Public opinion and the public option

By Michael J.W. Stickings

E.J. Dionne makes an excellent point in today's WaPo:

Health-care reform is said to be in trouble partly because of those raucous August town-hall meetings in which Democratic members of Congress were besieged by shouters opposed to change.

But what if our media-created impression of the meetings is wrong? What if the highly publicized screamers represented only a fraction of public opinion? What if most of the town halls were populated by citizens who respectfully but firmly expressed a mixture of support, concern and doubt?

I think that's right, and Dionne goes on to show just how the media created that impression:

There is an overwhelming case that the electronic media went out of their way to cover the noise and ignored the calmer (and from television's point of view "boring") encounters between elected representatives and their constituents.

It's also clear that the anger that got so much attention largely reflects a fringe right-wing view opposed to all sorts of government programs most Americans support. Much as the far left of the antiwar movement commanded wide coverage during the Vietnam years, so now are extremists on the right hogging the media stage -- with the media's complicity.

This is not to say, of course, that health-care reform with a robust public option commands huge support with the American people. It doesn't -- for three reasons: 1) Republican propaganda has been effective at misrepresenting reform (especially the public option); 2) the media have given credibility to Republican propaganda by positioning it as a legitimate alternative to the truth in their coverage of politics as sport; and 3) Obama and the Democrats in Congress have been unable to get their message out effectively -- in other words, they haven't yet made the case for reform in a way that shifts public opinion in their direction.

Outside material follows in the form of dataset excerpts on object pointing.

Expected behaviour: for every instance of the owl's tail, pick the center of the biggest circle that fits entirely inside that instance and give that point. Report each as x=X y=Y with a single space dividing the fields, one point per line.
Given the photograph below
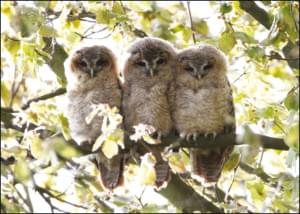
x=208 y=163
x=111 y=171
x=163 y=173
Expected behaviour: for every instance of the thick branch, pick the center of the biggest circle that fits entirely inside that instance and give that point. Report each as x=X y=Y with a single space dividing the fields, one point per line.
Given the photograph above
x=55 y=93
x=219 y=141
x=184 y=197
x=257 y=13
x=263 y=18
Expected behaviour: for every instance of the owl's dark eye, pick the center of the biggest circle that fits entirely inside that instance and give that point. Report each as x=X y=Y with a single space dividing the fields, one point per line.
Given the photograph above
x=208 y=66
x=141 y=63
x=82 y=64
x=160 y=61
x=189 y=69
x=100 y=62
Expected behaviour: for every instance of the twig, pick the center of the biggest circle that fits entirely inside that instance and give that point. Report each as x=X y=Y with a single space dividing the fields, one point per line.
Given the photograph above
x=42 y=190
x=191 y=21
x=262 y=175
x=244 y=73
x=57 y=92
x=277 y=57
x=140 y=198
x=228 y=191
x=260 y=159
x=15 y=88
x=292 y=15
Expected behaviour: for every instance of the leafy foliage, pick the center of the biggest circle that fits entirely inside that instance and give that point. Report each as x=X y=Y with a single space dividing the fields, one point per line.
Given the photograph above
x=41 y=172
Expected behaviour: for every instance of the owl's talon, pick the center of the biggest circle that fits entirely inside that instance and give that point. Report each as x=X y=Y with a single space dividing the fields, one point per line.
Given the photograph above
x=182 y=135
x=214 y=135
x=195 y=136
x=189 y=136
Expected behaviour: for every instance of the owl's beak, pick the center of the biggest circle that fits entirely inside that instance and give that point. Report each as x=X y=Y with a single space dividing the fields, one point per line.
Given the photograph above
x=92 y=73
x=151 y=71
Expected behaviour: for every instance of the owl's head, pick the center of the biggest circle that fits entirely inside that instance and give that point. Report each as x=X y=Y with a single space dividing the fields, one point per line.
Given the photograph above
x=202 y=62
x=150 y=56
x=89 y=63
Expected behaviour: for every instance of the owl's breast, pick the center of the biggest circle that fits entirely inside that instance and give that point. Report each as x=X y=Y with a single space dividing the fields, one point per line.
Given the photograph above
x=202 y=111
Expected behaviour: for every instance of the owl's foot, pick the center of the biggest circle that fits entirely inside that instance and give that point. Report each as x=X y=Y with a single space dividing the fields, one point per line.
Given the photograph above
x=189 y=136
x=229 y=129
x=209 y=135
x=157 y=135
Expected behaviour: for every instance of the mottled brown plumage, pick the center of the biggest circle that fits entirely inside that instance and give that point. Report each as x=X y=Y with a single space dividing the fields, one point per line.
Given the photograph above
x=92 y=79
x=203 y=105
x=148 y=75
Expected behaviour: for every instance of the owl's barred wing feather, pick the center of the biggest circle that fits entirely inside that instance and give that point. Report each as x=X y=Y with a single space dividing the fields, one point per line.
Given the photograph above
x=92 y=76
x=148 y=74
x=111 y=171
x=208 y=163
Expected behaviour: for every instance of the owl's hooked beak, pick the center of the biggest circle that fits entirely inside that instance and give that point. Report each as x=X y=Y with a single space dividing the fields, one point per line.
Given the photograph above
x=151 y=72
x=202 y=72
x=92 y=72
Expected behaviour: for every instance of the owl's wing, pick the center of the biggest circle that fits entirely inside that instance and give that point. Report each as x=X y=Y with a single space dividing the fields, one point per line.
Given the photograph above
x=208 y=163
x=111 y=170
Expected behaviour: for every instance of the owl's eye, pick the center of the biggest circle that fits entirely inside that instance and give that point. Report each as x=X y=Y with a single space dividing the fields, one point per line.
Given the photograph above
x=100 y=62
x=189 y=69
x=208 y=66
x=141 y=63
x=82 y=64
x=160 y=61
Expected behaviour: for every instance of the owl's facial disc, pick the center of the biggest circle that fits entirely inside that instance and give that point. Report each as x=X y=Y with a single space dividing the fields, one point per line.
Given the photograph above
x=151 y=68
x=199 y=71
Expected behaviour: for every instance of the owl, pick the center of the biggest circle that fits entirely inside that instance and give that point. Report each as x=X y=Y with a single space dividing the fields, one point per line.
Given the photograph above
x=148 y=78
x=203 y=106
x=93 y=79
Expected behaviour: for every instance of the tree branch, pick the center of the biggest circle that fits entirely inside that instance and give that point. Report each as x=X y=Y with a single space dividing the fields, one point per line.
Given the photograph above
x=55 y=93
x=191 y=21
x=257 y=13
x=263 y=18
x=184 y=197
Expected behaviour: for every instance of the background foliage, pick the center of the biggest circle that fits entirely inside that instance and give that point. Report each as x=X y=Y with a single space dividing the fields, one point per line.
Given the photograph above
x=41 y=172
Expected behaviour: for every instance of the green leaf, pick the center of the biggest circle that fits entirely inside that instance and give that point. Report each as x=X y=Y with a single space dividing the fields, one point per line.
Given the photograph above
x=256 y=53
x=232 y=162
x=225 y=8
x=292 y=138
x=110 y=148
x=12 y=45
x=22 y=171
x=36 y=147
x=257 y=190
x=103 y=16
x=26 y=20
x=117 y=8
x=244 y=37
x=47 y=31
x=201 y=27
x=64 y=126
x=227 y=42
x=5 y=94
x=140 y=6
x=64 y=149
x=291 y=102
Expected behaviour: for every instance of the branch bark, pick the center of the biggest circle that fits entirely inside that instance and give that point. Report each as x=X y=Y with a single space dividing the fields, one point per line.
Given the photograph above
x=257 y=13
x=265 y=19
x=186 y=198
x=55 y=93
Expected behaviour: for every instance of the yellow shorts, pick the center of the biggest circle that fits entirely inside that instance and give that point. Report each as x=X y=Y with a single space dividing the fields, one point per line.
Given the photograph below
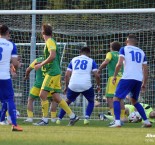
x=52 y=83
x=34 y=93
x=111 y=88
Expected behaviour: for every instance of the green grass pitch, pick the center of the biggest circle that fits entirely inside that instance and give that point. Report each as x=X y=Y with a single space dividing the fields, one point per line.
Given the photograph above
x=97 y=133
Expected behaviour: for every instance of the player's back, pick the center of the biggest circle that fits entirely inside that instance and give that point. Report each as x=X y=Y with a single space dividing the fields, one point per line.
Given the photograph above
x=6 y=48
x=81 y=67
x=134 y=59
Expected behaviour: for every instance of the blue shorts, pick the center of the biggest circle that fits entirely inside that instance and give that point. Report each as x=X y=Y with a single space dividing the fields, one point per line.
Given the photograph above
x=128 y=86
x=89 y=95
x=6 y=90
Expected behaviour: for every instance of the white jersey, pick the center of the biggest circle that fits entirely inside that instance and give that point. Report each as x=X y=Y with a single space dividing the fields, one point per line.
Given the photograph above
x=81 y=68
x=134 y=59
x=7 y=50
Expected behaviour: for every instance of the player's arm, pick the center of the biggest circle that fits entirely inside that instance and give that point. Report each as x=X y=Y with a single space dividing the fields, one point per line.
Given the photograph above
x=50 y=58
x=14 y=57
x=105 y=62
x=67 y=76
x=29 y=69
x=119 y=64
x=96 y=74
x=13 y=71
x=118 y=67
x=145 y=74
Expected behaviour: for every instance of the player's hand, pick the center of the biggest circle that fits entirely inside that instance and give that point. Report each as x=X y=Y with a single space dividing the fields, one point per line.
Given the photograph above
x=114 y=80
x=37 y=66
x=143 y=88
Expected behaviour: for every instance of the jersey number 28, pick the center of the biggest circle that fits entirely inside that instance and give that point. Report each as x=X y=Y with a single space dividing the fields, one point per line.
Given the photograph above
x=81 y=64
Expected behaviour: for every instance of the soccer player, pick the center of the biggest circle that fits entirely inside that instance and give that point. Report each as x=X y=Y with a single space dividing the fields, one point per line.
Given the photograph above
x=79 y=69
x=133 y=80
x=35 y=90
x=8 y=53
x=51 y=83
x=111 y=61
x=150 y=113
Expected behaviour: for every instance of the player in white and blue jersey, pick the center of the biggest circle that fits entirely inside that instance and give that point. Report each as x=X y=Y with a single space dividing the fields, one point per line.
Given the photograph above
x=80 y=69
x=8 y=53
x=133 y=80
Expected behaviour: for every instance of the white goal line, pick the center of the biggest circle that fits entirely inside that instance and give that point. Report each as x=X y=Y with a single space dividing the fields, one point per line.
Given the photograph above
x=78 y=11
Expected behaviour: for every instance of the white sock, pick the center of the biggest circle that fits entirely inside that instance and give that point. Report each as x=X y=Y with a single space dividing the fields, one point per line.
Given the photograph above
x=72 y=116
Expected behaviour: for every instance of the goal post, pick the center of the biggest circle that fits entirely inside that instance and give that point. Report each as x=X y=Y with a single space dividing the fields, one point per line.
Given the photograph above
x=73 y=29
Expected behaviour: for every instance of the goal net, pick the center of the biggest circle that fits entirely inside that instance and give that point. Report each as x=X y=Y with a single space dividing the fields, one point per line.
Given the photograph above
x=73 y=31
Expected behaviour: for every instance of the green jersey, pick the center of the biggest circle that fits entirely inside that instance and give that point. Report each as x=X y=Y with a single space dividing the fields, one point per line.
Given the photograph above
x=113 y=59
x=39 y=75
x=52 y=68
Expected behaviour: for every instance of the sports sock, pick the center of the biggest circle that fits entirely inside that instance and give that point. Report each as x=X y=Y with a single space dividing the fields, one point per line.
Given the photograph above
x=122 y=113
x=45 y=106
x=29 y=113
x=12 y=111
x=90 y=108
x=117 y=109
x=141 y=111
x=53 y=114
x=66 y=108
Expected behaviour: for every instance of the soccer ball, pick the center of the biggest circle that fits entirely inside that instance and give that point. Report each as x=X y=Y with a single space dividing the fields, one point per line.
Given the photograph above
x=134 y=117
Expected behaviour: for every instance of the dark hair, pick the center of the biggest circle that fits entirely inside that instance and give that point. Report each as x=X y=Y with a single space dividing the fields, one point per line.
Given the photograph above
x=3 y=29
x=85 y=50
x=115 y=45
x=47 y=29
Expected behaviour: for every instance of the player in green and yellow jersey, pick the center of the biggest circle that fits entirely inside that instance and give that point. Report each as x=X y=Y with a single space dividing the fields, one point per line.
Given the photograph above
x=51 y=83
x=111 y=61
x=35 y=91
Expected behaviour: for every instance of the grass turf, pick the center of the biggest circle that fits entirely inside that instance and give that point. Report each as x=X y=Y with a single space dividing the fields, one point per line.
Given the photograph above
x=97 y=133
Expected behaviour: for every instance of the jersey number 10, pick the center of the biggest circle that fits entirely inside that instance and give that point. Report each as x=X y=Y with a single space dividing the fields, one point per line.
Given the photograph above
x=136 y=56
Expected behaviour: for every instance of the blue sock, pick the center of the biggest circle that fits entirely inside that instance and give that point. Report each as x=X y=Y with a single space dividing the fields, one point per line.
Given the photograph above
x=12 y=111
x=90 y=108
x=141 y=111
x=3 y=111
x=62 y=113
x=117 y=109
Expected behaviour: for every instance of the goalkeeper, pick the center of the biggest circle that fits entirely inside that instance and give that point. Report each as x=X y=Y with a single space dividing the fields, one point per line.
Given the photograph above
x=35 y=91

Still, what is clear, I think, is that there is much broader support for reform than we are led to believe by a media establishment that has overstated the significance of a few select town halls, playing up the sensationalism of it all while basically ignoring what hasn't fit into its GOP-friendly narrative of conflict and opposition.

For meaningful reform to pass, it is essential that Obama and the Democrats tap into -- and seek the support of, even at this late date -- the vast majority of Americans who aren't on the right-wing fringe and who, much to their credit, don't think that shouting and screaming is the best way to participate in a democracy.